When the digital age had finally rolled around in the 90s, Cyrus was more than prepared. Wicca had also been making strong inroads among American women, and Cyrus was delighted to finally have a chance to blend his two areas of expertise, the technological and the magical.
“Any sufficiently advanced technology is indistinguishable from magic,” Arthur C. Clarke had written, and Cyrus lived his life according to this mantra. Why simply remove viruses from a computer when he could purify it with magic? Why simply repair a device when he could exorcise its demons?
In the days before search engines, he created a professional web page and convinced other pages to add his link to their sidebars. He popped into chat rooms in search of potential clients and began traveling around the country to perform his rituals and repairs. Years of wandering across the US had convinced him of the need for a home base, and finally he bought a property in a sleepy corner of suburban LA.
His service menu became more and more complex, and he could recite it off over the phone mechanically, despite having a printout hanging in his office.
Preventative/Blessing (30 minutes min.)
Environmental/incidental/residual hexes, grumpy factory workers transferring negative intentions to machines/software, causes huge, must be cleansed via smudging/directed energy work.
Minor hexes/Cleansing (45 minutes min. + 15 minutes follow-up)
Directed curses from outside influence, investigate source of curse, bind the intention- must schedule follow-up, banish the intentions
Special offer: retaliatory cursing
Major curses/Binding (90 minutes min.)
Individual machines, whole buildings/projects, software updates/launches
Demonic Activity/Exorcising (120 minutes min. + follow-ups)

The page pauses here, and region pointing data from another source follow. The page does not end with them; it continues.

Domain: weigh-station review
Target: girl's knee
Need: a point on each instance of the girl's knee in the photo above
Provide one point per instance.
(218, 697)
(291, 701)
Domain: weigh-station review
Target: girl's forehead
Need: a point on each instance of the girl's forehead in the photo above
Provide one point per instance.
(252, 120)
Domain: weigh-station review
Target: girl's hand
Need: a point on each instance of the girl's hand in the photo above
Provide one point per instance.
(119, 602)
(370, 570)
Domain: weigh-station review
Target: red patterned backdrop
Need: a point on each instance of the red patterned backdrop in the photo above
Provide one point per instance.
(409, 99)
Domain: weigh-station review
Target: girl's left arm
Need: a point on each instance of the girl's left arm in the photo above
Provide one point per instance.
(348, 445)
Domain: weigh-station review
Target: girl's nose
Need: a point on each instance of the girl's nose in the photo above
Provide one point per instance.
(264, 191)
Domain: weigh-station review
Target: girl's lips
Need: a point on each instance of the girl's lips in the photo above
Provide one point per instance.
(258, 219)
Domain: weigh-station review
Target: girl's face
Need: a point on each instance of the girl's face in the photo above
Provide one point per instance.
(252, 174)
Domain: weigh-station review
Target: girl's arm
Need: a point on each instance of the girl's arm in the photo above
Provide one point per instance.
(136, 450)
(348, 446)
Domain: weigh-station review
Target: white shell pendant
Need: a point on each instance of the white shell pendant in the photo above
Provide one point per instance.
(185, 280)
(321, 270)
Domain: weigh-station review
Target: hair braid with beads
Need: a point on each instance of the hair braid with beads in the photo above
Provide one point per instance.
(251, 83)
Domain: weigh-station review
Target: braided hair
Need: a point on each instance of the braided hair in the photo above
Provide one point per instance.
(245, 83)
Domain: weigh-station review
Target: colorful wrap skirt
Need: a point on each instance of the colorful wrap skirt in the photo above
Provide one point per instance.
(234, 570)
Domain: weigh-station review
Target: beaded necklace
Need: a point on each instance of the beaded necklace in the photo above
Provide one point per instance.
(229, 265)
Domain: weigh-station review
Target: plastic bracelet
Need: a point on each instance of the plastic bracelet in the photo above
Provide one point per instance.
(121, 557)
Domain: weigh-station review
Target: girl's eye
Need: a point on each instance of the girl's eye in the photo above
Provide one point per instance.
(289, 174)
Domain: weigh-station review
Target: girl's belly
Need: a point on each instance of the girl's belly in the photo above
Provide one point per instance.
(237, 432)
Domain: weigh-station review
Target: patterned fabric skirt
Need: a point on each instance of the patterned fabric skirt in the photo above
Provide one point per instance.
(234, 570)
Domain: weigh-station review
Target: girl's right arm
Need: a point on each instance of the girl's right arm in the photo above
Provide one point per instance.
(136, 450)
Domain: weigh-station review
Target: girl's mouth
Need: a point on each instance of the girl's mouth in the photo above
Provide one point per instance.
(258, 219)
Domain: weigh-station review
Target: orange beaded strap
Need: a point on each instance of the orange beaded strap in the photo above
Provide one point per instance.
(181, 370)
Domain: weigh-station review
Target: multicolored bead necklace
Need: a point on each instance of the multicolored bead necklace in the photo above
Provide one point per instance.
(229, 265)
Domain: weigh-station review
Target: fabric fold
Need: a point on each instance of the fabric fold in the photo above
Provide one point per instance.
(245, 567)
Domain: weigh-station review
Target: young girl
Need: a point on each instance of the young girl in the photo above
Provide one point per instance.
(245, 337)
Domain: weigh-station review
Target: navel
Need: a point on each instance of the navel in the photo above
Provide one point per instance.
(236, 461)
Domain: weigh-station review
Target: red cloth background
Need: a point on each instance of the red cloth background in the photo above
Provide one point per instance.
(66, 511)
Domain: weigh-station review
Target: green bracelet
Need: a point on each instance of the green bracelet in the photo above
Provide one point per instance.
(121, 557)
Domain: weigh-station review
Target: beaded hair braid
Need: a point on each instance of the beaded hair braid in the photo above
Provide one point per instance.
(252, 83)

Summoned accidentally or otherwise (does owner have a cat?), differing tiers for demon type (most expensive: elemental demons [weather/temperature, etc.], medium: behavioral demons [hunger, anger, greed, aggression, chaos, etc.], cheap: former human souls, now demons)
Special: retaliatory summoning
Demons must be ID’d, bound, and then banished. Follow-ups required to check the health of the gateway closure.
*NB* Clients must be present, must be purified before and after, must be willing to participate in interactive process, submit to follow-up purity
check.
However, Cyrus’ greatest moment and proudest achievement was the Y2K panic. He’d been observing with disdain the general fear that humans had toward technology for many generations, and when another moral panic seemed to swell in the late 1990s, Cyrus had leapt on the opportunity.
“Computers won’t be able to comprehend their instructions! You need to install this critical program to save it,” he cried.
“They’ll fall into a feedback loop and self-destruct! Do you own a fire-proof safe?” he peddled.
“The world’s financial markets will crash and society will crumble! It’s better to hold your assets in your hand—you need to convert your cash to gold!” he prophesied.
“Nuclear reactors will overheat, and missiles around the world will launch themselves indiscriminately! You need this radiation suit, this fallout shelter, these rations, this water purification system,” and on and on.
And then, just as quickly as the panic had risen, it faded away into nothing. The believers were satisfied with their preventative measures, and the non-believers were satisfied that their inaction hadn’t cost them anything. Cyrus happily returned to his regular technomancy duties, bolstered by an intense wave of life-giving energy.
He enjoyed his work immensely, and as time went on, he saw very little difference between the occult practices of computer programmers and the magical arts. Both relied on mastery of an impossibly complex and convoluted code that was employed by an eccentric expert and that yielded extraordinary results. Both required an ordinary person to take an extraordinary leap of faith with a stranger. Both were rewarded with glittering, happy outcomes.